5 months no blog. Still alive, don’t worry 🙋🏻♀️
When I started this, sat in hospital In Manchester having just been diagnosed with a massive brain tumour and not knowing what the heck to do with myself, it was such great therapy for me. To get my thoughts out of my head – it helped me so much and I became quite the regular poster if you remember! I loved having the feeling of an army of you guys behind me, essentially going through it all with me. It made me feel less alone and that was just what I needed. But then as it got closer to Christmas and I got closer to finishing radiotherapy, something changed. There were thousands of people reading the blogs each time I posted and 9,000 + people watching it all unfold on TikTok too. And I didn’t like it. Through trying to raise as much awareness as I could about brain tumours and the importance of regular eye tests, I’d forgotten that at the end of the day this was just my life that I still had to live everyday. But it felt like a soap opera now. And the blog was always so organic before, that it didn’t feel right to carry on writing when I didn’t want to. So I stopped as that felt like the right thing to do – and it was! I didn’t feel like I needed all the reassurance anymore and just wanted to move on, finish radiotherapy and forget any of this ever happened.

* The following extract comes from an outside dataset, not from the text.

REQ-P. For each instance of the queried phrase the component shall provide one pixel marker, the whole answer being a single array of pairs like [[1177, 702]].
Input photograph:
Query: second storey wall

But it turns out, you can’t – and that maybe this stupid situation is just here to mess with my head (lol, literally) forever more.
I finished radiotherapy in January, walked out of there with my super hero mask and rang the absolute shit out of that Christie bell. I’d done 33 intense treatments of radiotherapy to my brain and sat strapped to that bed everyday by my face and SURVIVED. My mum, dad, Oll and the kids were all there to see me ring the bell, and they’re the only ones I needed there at that moment. My little family. In all seriousness, radiotherapy isn’t THAT bad. I hope no one reading this ever needs to test my theory but honestly, it’s not as awful as it’s made out to be. I give the fact that you have to go to the Christie everyday a strong 0/10, but the treatment is fine. You quickly get used to the mask and how tight it is, the radiographers are ANGELS, there’s free drinks and biscuits and I got to have FIFTEEN minutes lay down EVERYDAY on my own. To a mum is that not heaven? 😂 I used my time on the table each day to meditate my way through all the zapping noises and them in my ear telling me to keep my eyeballs still even though my eyes were closed (which obviously made them move even more). I got so good at meditating that I even fell asleep on a couple of occasions, I was so chilled 😂. I quickly became known as the girl who meditates through her radio and as soon as they saw me they’d ask for my phone, plug it in for me and it just became routine for us all. I’m sure people all get through it in their own individual ways – that was mine and I’m sure stranger things have happened in there!
I enjoyed a 4 week treatment break after radiotherapy and thought – let’s enjoy myself! We went to Center parcs, Disneyland, Belfast and Krakow over the space of that month and just made loads of memories. The fuck it mentality that you get when something like this happens is REAL 😂. So now I was exhausted, and needed to gear up to start six months of chemotherapy whilst trying to settle back into work at the same time. (In hindsight – not my finest idea, but did I listen to anyone telling me to take more time? NO).
Being back to work was gorgeous at first, I got my purpose back and loved being back with the girls on the ward. I was tired, but when wasn’t I tired?! I was used to that by now! But being a midwife isn’t all the sunshine and rainbows that you think it is, and after a couple of months back, I realised I needed more time off. I couldn’t cope with the stress and pressure of the job any more – my personal life was giving me enough of that! I had no room for anymore. So fast forward to now and I’m off work again, but with the knowledge that I gave it my all trying to go back. Whilst also listening to what my mind and body needed, which was some peace to allow me to continue to recover.
Everytime I reached a milestone in my recovery I thought: it will get better after this bit and I’ll be able to go back to normal. But there was surgery, then my six week recovery from that, then radiotherapy and no matter how much I conquered, I wasn’t getting back to any kind of normal. It wasn’t fair. This wasn’t what I had planned. Everything was still so abnormal from any of aspect of my life before. And I just wanted my life back. So I had my wobbles like I had done in the past, and like I will do again I’m sure. My dad suggested maybe starting up writing these blogs again – maybe that would help me offload a bit. So that’s what I’m trying now. To reduce all the things causing me stress and try to just live a relaxed little content life with a bit of chemo sprinkled in for good measure. And to take all the help I can get which includes not being scared of antidepressants anymore, and being a brave girl about group therapy and support groups.
I start my fourth round of chemo tomorrow and am generally just trying to hold my shit together each day. Sometimes I can do it, and sometimes I absolutely can’t. But I continue to enjoy my strange little life, all the memories we’re making and all the lessons this path is teaching me. We continue to do everything we can to get rid of nasty Nev and despite everything, I will throw my all into that forever more!